The Downer EDI Limited (ASX: DOW) share price tumbled today as management denied rumours that it has not received a management buyout proposal for its troubled mining services business although that isn’t likely to quell the speculation.
It’s almost a clever sleight of hand as the engineering group didn’t say it did not receive any takeover proposal.
That may be missed by the market as Downer’s share price crashed 2.8% to $6.70 when the S&P/ASX 200 (Index:^AXJO) (ASX: XJO) shed 1.6% of its value in the last hour of trade today.
Downer is reported to have hired Deutsche Bank to help it negotiate the sale of its mining business to an overseas trade buyer, according to the Australian Financial Review.

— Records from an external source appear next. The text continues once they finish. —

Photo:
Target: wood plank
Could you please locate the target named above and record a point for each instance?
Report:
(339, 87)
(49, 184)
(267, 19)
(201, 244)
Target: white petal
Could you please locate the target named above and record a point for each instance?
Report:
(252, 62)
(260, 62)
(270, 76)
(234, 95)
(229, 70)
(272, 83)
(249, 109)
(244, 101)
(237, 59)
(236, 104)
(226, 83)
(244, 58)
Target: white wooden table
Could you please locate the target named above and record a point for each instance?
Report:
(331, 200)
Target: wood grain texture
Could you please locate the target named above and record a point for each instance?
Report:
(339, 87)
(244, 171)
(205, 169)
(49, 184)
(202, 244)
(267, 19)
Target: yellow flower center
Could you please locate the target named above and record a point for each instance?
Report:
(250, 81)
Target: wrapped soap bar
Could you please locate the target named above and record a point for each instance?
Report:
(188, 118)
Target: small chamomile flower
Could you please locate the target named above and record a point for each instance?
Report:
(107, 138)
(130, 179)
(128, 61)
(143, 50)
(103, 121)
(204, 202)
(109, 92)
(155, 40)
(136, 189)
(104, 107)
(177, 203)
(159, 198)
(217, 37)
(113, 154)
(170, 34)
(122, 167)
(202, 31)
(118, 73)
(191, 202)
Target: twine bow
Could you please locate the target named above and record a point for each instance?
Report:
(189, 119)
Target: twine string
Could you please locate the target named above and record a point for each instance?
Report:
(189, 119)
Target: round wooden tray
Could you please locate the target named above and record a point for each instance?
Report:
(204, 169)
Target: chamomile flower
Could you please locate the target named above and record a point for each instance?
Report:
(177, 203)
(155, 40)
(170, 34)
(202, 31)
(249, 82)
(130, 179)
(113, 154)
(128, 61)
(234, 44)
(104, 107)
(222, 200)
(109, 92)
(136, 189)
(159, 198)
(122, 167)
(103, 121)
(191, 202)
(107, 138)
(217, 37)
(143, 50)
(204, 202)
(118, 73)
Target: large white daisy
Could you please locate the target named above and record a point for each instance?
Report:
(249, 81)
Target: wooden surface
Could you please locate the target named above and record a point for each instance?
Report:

It’s hard to think that the leading mining services business can be losing money during this part of the cycle when miners are ramping up production but that’s what’s been happening as Downer has seen earnings from this division slide backward by 40%.
The loss of two big contracts contributed to the profit drop and prompted management to state that it would merge the mining services business with its engineering operations.
It’s probably better to sell the business given that other parts of Downer’s business are performing well.
Lendlease Group (ASX: LLC) is likely to be keeping a close eye on the divestment as it mulls the future of its engineering business.
It beggars belief that Lendlease could be losing money too during a boom although its problems are in the infrastructure construction sector with the group shocking the market by saying it would take a $350 million after-tax hit on a small number of projects.
The Lendlease share price has crashed 27% since the news and some experts believe the only way the diversified engineering and property group can win back investors is by surgically removing the engineering services division.
The worrying thing is that these may not be the only companies struggling to make hay even when the sun is shining.
RCR Tomlinson Limited (ASX: RCR) shares have gone into a trading suspension as management reviews its earnings for FY19 and “the associated consequences for its funding”.
No other details have been announced just yet, but you can bet they will be ugly.